Hélder Bértolo, presidente da Opus Diversidades, explica que “quando falamos em igrejas evangélicas, que estão muito ligadas a movimentos de extrema-direita, tanto nos Estados Unidos como no Brasil e em Portugal, há uma grande normalização da intolerância”. Segundo o ativista, isso deve-se a uma interpretação “muito fechada” da Bíblia.
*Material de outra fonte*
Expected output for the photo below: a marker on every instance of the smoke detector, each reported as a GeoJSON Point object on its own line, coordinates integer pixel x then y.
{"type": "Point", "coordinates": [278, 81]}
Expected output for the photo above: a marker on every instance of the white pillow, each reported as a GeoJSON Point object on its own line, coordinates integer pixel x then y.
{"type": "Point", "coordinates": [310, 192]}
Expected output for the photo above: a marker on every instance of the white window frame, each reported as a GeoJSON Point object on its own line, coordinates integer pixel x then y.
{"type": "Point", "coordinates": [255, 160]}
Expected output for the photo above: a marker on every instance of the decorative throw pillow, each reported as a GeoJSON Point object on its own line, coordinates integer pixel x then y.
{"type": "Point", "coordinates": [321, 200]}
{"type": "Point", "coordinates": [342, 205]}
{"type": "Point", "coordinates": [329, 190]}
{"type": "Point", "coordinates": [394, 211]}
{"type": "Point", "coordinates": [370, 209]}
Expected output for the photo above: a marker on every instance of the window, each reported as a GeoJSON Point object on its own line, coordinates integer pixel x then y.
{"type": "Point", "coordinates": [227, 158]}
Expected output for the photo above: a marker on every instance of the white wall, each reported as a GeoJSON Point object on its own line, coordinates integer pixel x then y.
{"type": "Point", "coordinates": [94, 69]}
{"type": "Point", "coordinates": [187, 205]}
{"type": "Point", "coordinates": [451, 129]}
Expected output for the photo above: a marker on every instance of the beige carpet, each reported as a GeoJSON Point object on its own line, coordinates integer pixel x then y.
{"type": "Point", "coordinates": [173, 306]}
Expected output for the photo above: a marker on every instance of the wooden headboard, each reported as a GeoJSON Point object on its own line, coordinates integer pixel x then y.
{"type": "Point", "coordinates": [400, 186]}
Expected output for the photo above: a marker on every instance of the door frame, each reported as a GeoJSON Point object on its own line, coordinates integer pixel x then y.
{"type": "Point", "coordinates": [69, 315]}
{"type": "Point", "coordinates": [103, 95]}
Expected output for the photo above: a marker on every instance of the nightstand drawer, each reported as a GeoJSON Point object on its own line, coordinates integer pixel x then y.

É por isso que lhe custa “quando as pessoas utilizam a palavra de Deus para justificar tirarem direitos às pessoas em vez de as aceitarem”. Para alguns acredita que não passa de “fanatismo”, mas para outros entende que há um benefício financeiro: “Claro que as igrejas ganham com isso. Se nós dissermos que independentemente de a pessoa pecar Deus perdoa tudo, provavelmente a pessoa não fica na igreja a pagar o dízimo”. Por outro lado, Hélder sublinha que "maior parte dos praticantes que perpetram estes comportamentos não tem maldade”, mas “aceita aquilo como verdade inquestionável e acha que amar é ser assim”. “É cumprir a palavra de Deus e se tiverem de pôr o filho e a filha fora de casa põem”.

Assembleia de Deus Vitória em Cristo, Rio de Janeiro (Imagem: Leo Correa/AP)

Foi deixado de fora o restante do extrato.